So sorry about your DS's friend, Cloud. But lovely for him that his mates were with him.

Rudy - hope the Outlaws have now gone and that you can, at least, have a calm Sunday.

Herbs, LTB. Why do some men think this sort of thing is "optional" for them, as it's "not really their thing" (like women naturally love recorder concerts and watching netball). DH was, at least, reasonably good at this, although obv he has other faults.

I will try and join you for a drink before heading off to the wilds of Norf London on 25th. Zedel would be a good call, and although they don't let you linger, you can decamp to the bar next door to the Brasserie.

AF here with a vengeance and am going through jumbo tampon and huge pad in about 20 minutes.

OP posts:
hattymattie · 26/02/2017 08:55

Lalsy - excellent point about role models and separation.

I have to admit - I actually hid the recorder - it was better for all round family harmony. The constant tuneless blowing threatened to push me over the edge.

Montypulciano · 26/02/2017 09:17

Cloud - sorry to hear the news. Your Ds did a wonderful thing by being there for his pal and it will be comforting for the parents to know how greatly their boy was loved.

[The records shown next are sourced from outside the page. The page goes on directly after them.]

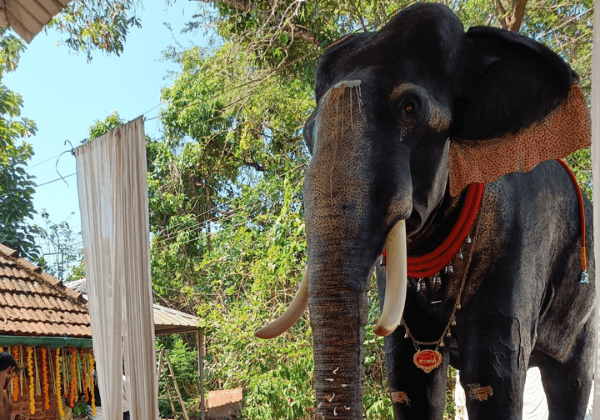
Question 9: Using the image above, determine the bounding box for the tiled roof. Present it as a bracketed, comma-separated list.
[0, 244, 92, 338]
[65, 279, 198, 335]
[206, 388, 243, 408]
[0, 0, 71, 42]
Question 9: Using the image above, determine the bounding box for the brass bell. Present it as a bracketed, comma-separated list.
[431, 273, 442, 289]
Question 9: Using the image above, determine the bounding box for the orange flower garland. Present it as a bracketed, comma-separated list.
[42, 347, 50, 411]
[90, 353, 96, 416]
[27, 346, 35, 416]
[80, 349, 90, 402]
[12, 346, 19, 401]
[69, 349, 77, 408]
[56, 349, 65, 419]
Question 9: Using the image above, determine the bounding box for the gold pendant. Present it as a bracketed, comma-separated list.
[413, 350, 442, 373]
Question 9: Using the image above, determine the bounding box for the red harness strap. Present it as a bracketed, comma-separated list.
[383, 159, 587, 278]
[556, 159, 587, 271]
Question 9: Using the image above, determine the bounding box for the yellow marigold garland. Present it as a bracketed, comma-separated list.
[12, 346, 19, 401]
[56, 349, 65, 419]
[27, 346, 35, 416]
[90, 353, 96, 416]
[80, 349, 90, 402]
[42, 347, 50, 411]
[69, 349, 77, 408]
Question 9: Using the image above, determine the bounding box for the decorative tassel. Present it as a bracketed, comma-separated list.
[431, 273, 442, 290]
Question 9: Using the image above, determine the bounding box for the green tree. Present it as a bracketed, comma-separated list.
[149, 0, 591, 419]
[52, 0, 592, 419]
[0, 29, 39, 260]
[48, 0, 143, 60]
[33, 209, 84, 281]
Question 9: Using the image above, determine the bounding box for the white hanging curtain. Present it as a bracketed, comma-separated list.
[591, 0, 600, 420]
[76, 117, 159, 420]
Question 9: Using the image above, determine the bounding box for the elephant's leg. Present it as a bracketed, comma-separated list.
[538, 316, 595, 420]
[385, 328, 450, 420]
[457, 314, 531, 420]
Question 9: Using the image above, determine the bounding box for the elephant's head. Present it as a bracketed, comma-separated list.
[258, 4, 589, 419]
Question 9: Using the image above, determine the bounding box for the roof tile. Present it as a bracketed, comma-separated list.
[0, 245, 91, 338]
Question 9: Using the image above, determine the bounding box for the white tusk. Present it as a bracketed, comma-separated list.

I suspect your Ds may not want to talk about it while he processes it and then might not want to stop. Huge hugs.

BD, those are tricky questions and I will mull them over.

Herbs, do doesn't get to pick and choose which activities you will support. Ds needs to feel both his parents are equally on board. Lalsy makes a very sound point about role models.

Waf, how is your mum doing?

Stropps, how are things your end? Hope you are managing and not too shattered.

Rudy, sending you love and wishing you a gentle day.

Dh gone to Peterborough to see his mum, who is recovering from an operation. I swapped the girls' bedrooms over yesterday and have a day of piano, violin and homework to encourage. Need to think about costumes for World bloody book day. Have copped out and bought for the girls. Ds wants to be katniss everdene (sp?) from the hunger games so will need to think about that one. We have been asked to make cakes in the style of book covers for a cake sale. Wtf. I've added a boxed cake to the Tesco order as my contribution Wink

bigTillyMint · 26/02/2017 09:17

Oh Cloud Sad Your DS has been an amazing friend and I am sure him visiting was and will be a source of comfort to his family. And good for him to know he did the right thing, though being there at the very end must have been really tough Flowers

Herbs, I think you need to have a frank chat with DP about whether he would like DS to drop choir - the brunt of ferrying to practices and watching performances should be shared somehow between you BOTH! Plus what Lalsy said. He is DS's role model - does he want to remember a dad who wasn't there for him?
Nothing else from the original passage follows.